Forza Horizon 4 is a joy machine—a celebration of motion that pays equal attention to both the cars doing the moving and the world they’re moving through. Its rendition of the British countryside, movingly discussed here in this article over on Waypoint, is filled with effervescent life. For nearly three months now, I’ve kept coming back—and every time I’ve tried to put my feelings for this game into words, they’ve failed. Until last night, as I raced through flare-lit checkpoints on an autumn night, under a sky both cloudy and pinpricked with stars.
I’ve you’ve been around me in the latter half of this year, you’ll be familiar with how much I miss Ithaca, my home for the past four years. And while Forza’s countryside is not quite that strange, inexplicably beautiful zone in the frozen wasteland that is upstate New York, its sensation of racing through an inexplicably beautiful environment made me miss it all a little bit less. Or, in another sense, it made me feel that maybe I’m not along in missing that particular kind of beauty—that maybe this game was an attempt to recreate it as well, and one that succeeded beyond my wildest expectations.
If you have a minute, give this song a listen. It’s my favorite from the game’s long and excellent soundtrack, and it might give you a sense of what I’m talking about.
1. Celeste
Celeste was one of the first games I played this year, and, in that sense, it had the hardest mountain to climb. Every game I played this year was measured against this little pixel art indie platformer—against the forty hours I spent scaling its titular peak and the 13,000 deaths I experienced along the way. And in the end, it won out—both as a tough-as-nails platformer that epitomizes everything I love about the genre, and as a moving narrative about mental health, self-care, and recovery.

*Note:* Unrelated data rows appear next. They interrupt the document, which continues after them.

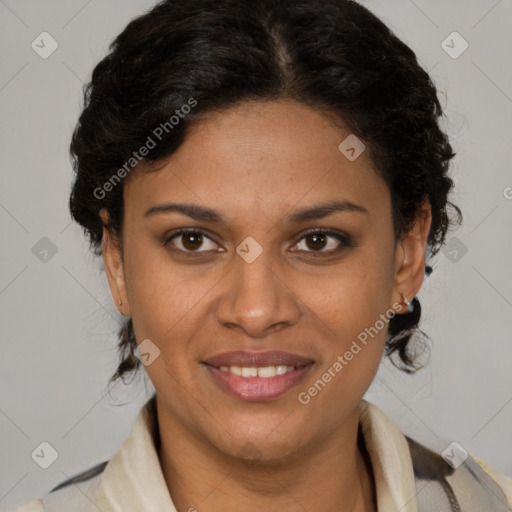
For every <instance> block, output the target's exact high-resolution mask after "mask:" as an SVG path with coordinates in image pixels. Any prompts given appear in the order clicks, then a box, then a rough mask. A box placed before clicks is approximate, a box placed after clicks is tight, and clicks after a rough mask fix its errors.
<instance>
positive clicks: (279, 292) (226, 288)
mask: <svg viewBox="0 0 512 512" xmlns="http://www.w3.org/2000/svg"><path fill="white" fill-rule="evenodd" d="M234 260H235V261H234V262H233V265H234V267H233V268H232V271H231V272H230V273H229V274H228V276H227V277H226V279H225V280H224V286H223V289H222V295H221V297H220V299H219V301H218V304H217V320H218V321H219V322H220V323H221V324H222V325H224V326H225V327H229V328H231V329H239V330H242V331H243V332H244V333H245V334H247V335H248V336H251V337H253V338H262V337H264V336H266V335H268V334H270V333H271V332H274V331H277V330H280V329H282V328H284V327H285V326H291V325H293V324H295V323H296V322H297V321H298V320H299V318H300V316H301V308H300V301H299V298H298V296H297V295H296V292H294V291H293V290H292V286H291V284H292V283H290V282H288V281H289V275H288V279H287V276H286V275H285V272H279V270H278V268H280V266H279V265H278V264H273V265H272V262H271V261H270V255H269V254H267V253H266V252H265V251H263V253H262V254H261V255H260V256H259V257H258V258H257V259H256V260H255V261H253V262H252V263H248V262H246V261H244V259H243V258H241V257H239V256H238V255H235V256H234Z"/></svg>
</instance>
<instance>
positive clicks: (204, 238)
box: [163, 229, 218, 253]
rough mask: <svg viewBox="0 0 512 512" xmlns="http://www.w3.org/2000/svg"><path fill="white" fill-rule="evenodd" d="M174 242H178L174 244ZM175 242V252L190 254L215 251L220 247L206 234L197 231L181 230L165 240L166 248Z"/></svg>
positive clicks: (192, 230) (173, 234)
mask: <svg viewBox="0 0 512 512" xmlns="http://www.w3.org/2000/svg"><path fill="white" fill-rule="evenodd" d="M173 240H176V241H174V242H173ZM170 242H173V243H172V245H174V248H172V249H173V250H179V251H183V252H188V253H195V252H196V253H197V252H206V251H211V250H215V248H216V247H218V245H217V244H216V243H215V242H214V241H213V240H212V239H211V238H210V237H208V236H207V235H206V234H205V233H203V232H202V231H198V230H196V229H180V230H179V231H177V232H175V233H173V234H172V235H171V236H168V237H166V238H165V240H164V244H163V245H165V246H167V245H169V243H170Z"/></svg>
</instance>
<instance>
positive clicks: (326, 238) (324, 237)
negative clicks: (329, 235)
mask: <svg viewBox="0 0 512 512" xmlns="http://www.w3.org/2000/svg"><path fill="white" fill-rule="evenodd" d="M305 240H306V245H307V246H308V248H309V249H311V250H313V251H315V250H321V249H323V248H324V247H325V245H326V243H327V237H326V236H325V235H324V234H323V233H313V234H312V235H308V236H306V237H305Z"/></svg>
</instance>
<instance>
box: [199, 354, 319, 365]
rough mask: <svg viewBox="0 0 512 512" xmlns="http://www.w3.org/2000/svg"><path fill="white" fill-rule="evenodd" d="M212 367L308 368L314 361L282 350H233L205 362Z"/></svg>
mask: <svg viewBox="0 0 512 512" xmlns="http://www.w3.org/2000/svg"><path fill="white" fill-rule="evenodd" d="M204 362H205V363H206V364H208V365H210V366H215V367H219V366H243V367H249V368H250V367H256V368H259V367H262V366H295V367H301V366H307V365H309V364H311V363H313V362H314V361H313V360H312V359H310V358H308V357H304V356H300V355H299V354H293V353H291V352H283V351H282V350H260V351H250V350H233V351H231V352H222V353H220V354H215V355H213V356H212V357H209V358H208V359H206V360H205V361H204Z"/></svg>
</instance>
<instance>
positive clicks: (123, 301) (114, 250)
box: [100, 208, 130, 316]
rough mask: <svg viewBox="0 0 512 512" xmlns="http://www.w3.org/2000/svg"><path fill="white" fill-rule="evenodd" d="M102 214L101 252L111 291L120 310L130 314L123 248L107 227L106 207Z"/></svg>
mask: <svg viewBox="0 0 512 512" xmlns="http://www.w3.org/2000/svg"><path fill="white" fill-rule="evenodd" d="M100 216H101V219H102V221H103V234H102V240H101V252H102V256H103V263H104V265H105V272H106V274H107V279H108V284H109V287H110V292H111V294H112V298H113V300H114V303H115V305H116V307H117V308H118V310H119V312H120V313H121V314H122V315H126V316H129V315H130V312H129V310H130V307H129V303H128V298H127V294H126V284H125V278H124V265H123V260H122V256H121V250H120V247H119V244H118V243H117V242H116V240H114V239H113V237H112V236H111V234H110V232H109V230H108V228H107V224H108V212H107V211H106V210H105V209H104V208H103V209H102V210H101V211H100Z"/></svg>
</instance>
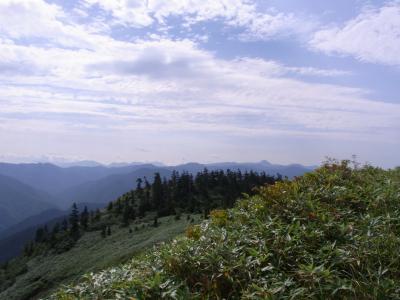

In case you haven’t heard, Celeste is about a girl trying to climb a mountain. She wants to do this because—well, it’s a long story, but it involves a lot of anxiety and depression and things that game is much better suited to tell you about than I am. But in a year where I wrote about my own experience with games and mental illness, Celeste provided both a welcome feeling of companionship and an experience that I could master while dealing with some failures of my own. As a game, it is singularly excellent—the time I spent in its B and C-sides convinced me of that—but as a narrative it is something rare in games: a work that takes on its subject matter with respect and nuance, carefully weaves it into some surprisingly fitting mechanics, and accompanies it with some of the best art and music in the medium. Celeste is a masterpiece of both mechanical and narrative design. Beyond that, there’s nothing left to say.